During the last winter season, when birders set out on their annual birding expedition across Goa, they were delighted to have spotted four new species in the state. This has taken the number of listed birds found in Goa to 481, which is almost 37% of the tally of birds listed across India, though it is the smallest state in terms of geographical area.
Malabar starling, chestnut winged cuckoo, great bittern and white browed fantail are the newest bird presence recorded in the state.
The Malabar starling is generally found in southwest India, while chestnut winged cuckoo in South-East Asia. The presence of great bittern or Eurasian bittern is a sub-family of the heron, whereas white browed fantail breeds across tropical regions of Indian sub-continent and South-East Asia. But these birds have been spotted and added to the list of recorded birds found in Goa for the first time.
“With the addition of four species of birds, the richness of Goa’s landscape in supporting avifauna has been highlighted,” Aranya Environment and Research Organisation president Harshada Gawas said.
The recorded bird numbers in Goa stood at 477 at last count, with the last two additions being of the migratory greater flamingo and lesser flamingo.
Goa’s recorded bird species roughly constitute 5% of the total 10,000-odd bird species listed globally.
Goa has around 481 of 1,300 bird species recorded in India
Compare the geographically tiny state’s 481 to the 525 bird species listed in the vast state of Karnataka. This has helped make Goa a popular destination with birdwatchers from India and abroad.
Peru has the largest number of birds listed for any country in the world with its count standing at 2,000, while the recorded bird species in India are between 1,200 and 1,300, of which Goa has nearly 481. “Goa is blessed with a wide variety of habitats and this has made Goa a bird watcher’s paradise. The habitats are very easily accessible and one can travel from the coast to the dense forests within a matter of hours. One is able to sight many of the Western Ghats endemics quite easily here,” Goa Bird Conservation Network’s Omkar Dharwadkar said.
Goa offers a diverse habitat within a small area — the coast, the mid-elevation plateaus and the Western Ghats, which as one of the eight biodiversity hotspots in the world, comparable to the habitats of the Amazon, Congo and Borneo.
The Western Ghats, the coastal plains and mid highlands with creeks, islands, estuaries, rocky headlands, grasslands, marshy land, paddy fields and the hilly forest cover has been offering refuge to varied species of bird, while also attracting many migratory species, largely from eastern Europe, who come here to escape the harsh winter.

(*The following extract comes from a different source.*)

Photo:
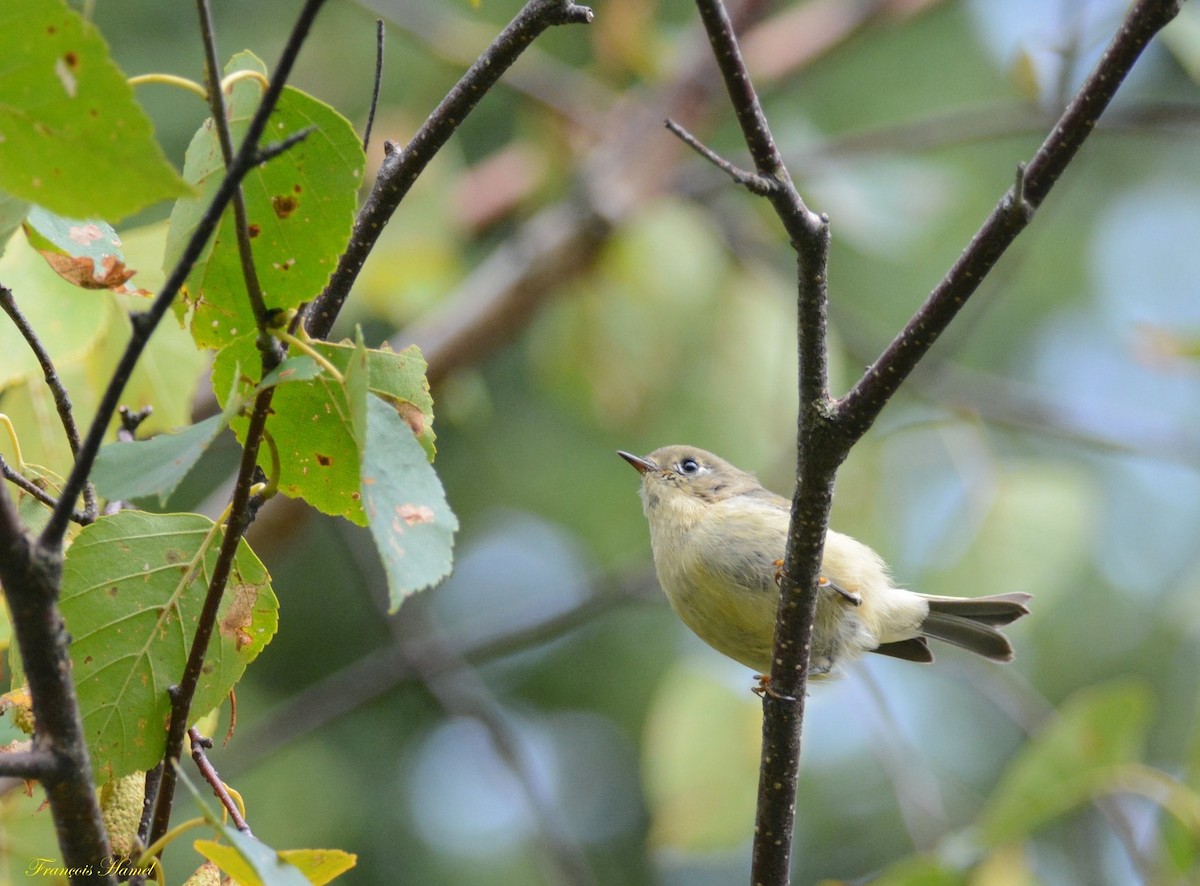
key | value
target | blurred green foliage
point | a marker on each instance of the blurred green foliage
(1049, 446)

The first comprehensive checklist of birds of Goa was meticulously prepared by Heinz Lainer, listing 382 species of birds in 1999. As per the current checklist of birds of Goa, there are 481 species in which 120 are rare, 3 are critically endangered and 13 are vulnerable. The Western Ghats that has four wildlife sanctuaries and one national park is home to 16 species of endemic birds.
In 2018, based on robust rules for verification of all records from Goa, 473 species were published in Indian Birds, authored by Pronoy Baidya and Mandar Bhagat. On November 13, 2020, with the new additions the total species count reached 477.